5 Nursing Specialties That Require a BSN Degree

Staff Writer
Apr 25, 2022

At Joyce, we believe a baccalaureate education is so important to nursing that we created an online RN-BSN degree completion program as a compliment to our well-known associate degree pre-licensure program. As the Future of Nursing report and other studies have demonstrated, earning your BSN degree makes you a better nurse and better prepared for the changing world of healthcare. It also opens up many more career doors. While many specialties require a master’s degree, there are many that don’t. These are five of the top nursing specialties you can pursue as soon as you earn your BSN degree.

1. Nurse Manager

One of the primary reasons nurses decide to earn their BSN degree is to become eligible for nursing management positions. For RNs who have worked for many years and want to advance their career, nurse manager is a wonderful specialty. As a manager, you have more authority and a more powerful voice for leading others into the future of nursing. A BSN degree prepares nurses for leadership, and specializing in nurse management gives you the authority to direct other nurses, recruit and retain staff, and occasionally collaborate with doctors about patient care. It’s important work, which is why it requires a baccalaureate education.

Related Resource: The Lesser-Known Benefits of Being a Nurse Manager

2. Nurse Advocate

All nurses advocate on behalf of their patients in some way, but the nurse advocate specialty is often a role devoted to advocating between patients and providers. This role is especially important when the patients have unique preferences, circumstances, or beliefs that may conflict with a doctor’s wishes. As a nurse advocate, you need to remain current on legislation and policy as they relate to patient rights and health. You also need to have particular strengths in empathy and creativity, since you may often find yourself collaborating with providers to find alternative treatments for individuals.

3. Informatics Nurse

A small but competitive specialty, a nurse informaticist deals with the data and statistics that every hospital and health clinic generates. It’s like nursing IT. You work with information technology as it relates to patient care and efficiency in healthcare systems. Informatics nurses can work in an array of healthcare settings, but their goal is always the same: improve patient outcomes by assembling and interpreting healthcare data.

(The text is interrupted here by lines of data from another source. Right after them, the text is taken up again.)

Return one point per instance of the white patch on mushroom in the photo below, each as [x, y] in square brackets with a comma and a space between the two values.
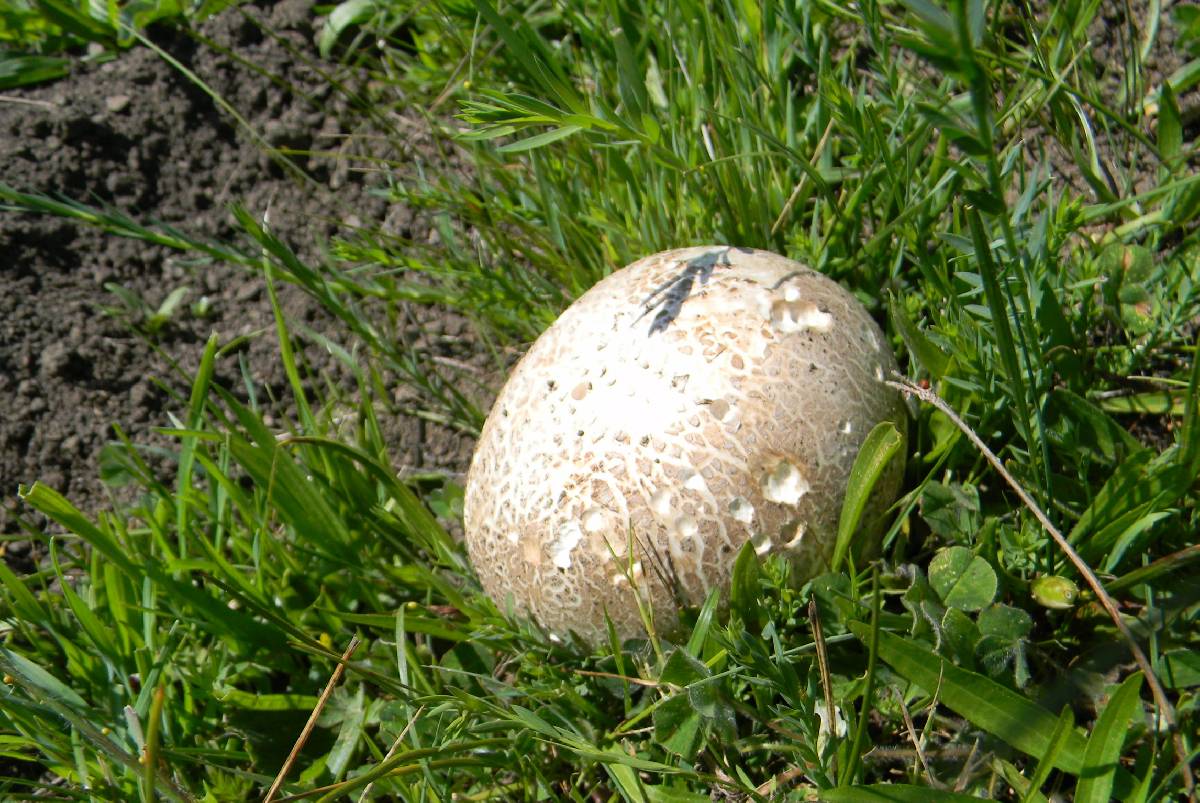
[796, 529]
[593, 520]
[785, 484]
[742, 509]
[762, 544]
[660, 503]
[685, 527]
[797, 316]
[569, 537]
[693, 480]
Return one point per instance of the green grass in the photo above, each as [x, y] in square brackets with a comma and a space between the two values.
[43, 40]
[177, 647]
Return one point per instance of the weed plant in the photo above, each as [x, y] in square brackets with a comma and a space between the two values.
[1026, 232]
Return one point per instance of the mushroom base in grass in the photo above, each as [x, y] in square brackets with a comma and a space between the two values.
[685, 405]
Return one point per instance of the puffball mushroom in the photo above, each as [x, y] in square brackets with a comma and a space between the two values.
[685, 405]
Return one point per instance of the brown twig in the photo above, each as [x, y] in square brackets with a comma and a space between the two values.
[1165, 711]
[312, 720]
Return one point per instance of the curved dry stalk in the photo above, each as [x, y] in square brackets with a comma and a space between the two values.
[1165, 711]
[312, 720]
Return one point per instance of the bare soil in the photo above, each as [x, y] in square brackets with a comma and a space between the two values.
[139, 136]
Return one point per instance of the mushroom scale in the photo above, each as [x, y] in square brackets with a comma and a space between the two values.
[694, 401]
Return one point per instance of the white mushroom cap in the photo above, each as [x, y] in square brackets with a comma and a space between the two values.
[688, 403]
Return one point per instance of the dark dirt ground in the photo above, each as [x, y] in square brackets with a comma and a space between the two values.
[138, 136]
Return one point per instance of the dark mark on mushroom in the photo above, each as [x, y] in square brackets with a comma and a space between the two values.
[671, 294]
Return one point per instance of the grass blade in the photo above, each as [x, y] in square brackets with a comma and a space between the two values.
[877, 450]
[1104, 745]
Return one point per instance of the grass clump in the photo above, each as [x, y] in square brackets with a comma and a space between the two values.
[1026, 231]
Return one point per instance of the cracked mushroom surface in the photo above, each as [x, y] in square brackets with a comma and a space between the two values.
[688, 403]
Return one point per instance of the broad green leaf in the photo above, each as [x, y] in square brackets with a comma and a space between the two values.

Related Resource: 5 Reasons You Need Your BSN Degree

4. Oncology Nurse

Many nurses enter the healthcare field after watching a family member or loved one suffer, and cancer is an illness that affects many if not all of us. As an oncology nurse, you provide care, counseling, and treatments like chemotherapy to cancer patients or patients with a high risk of developing cancer. Because the disease affects so many people and comes in so many different forms, the work is always different, and always rewarding.

5. Perioperative Nurse

Also known as surgical nurse or operating room nurse, there are many names for this rather famous nursing specialty that works with patients before, during, and after surgery. As a perioperative nurse, you’ll work alongside surgeons as a critical part of the surgery team by maintaining a sterile operating room, all the while being client-facing. You will be a patient’s primary point of contact as they prepare for a surgery, and you’ll meet with them and their family afterward, outlining recovery tips and care. For that reason it can be incredibly rewarding work, and fulfilling. Many of the fictional nurses you see on television and movies work as surgical nurses, and once you earn your BSN degree, you can count yourself among them.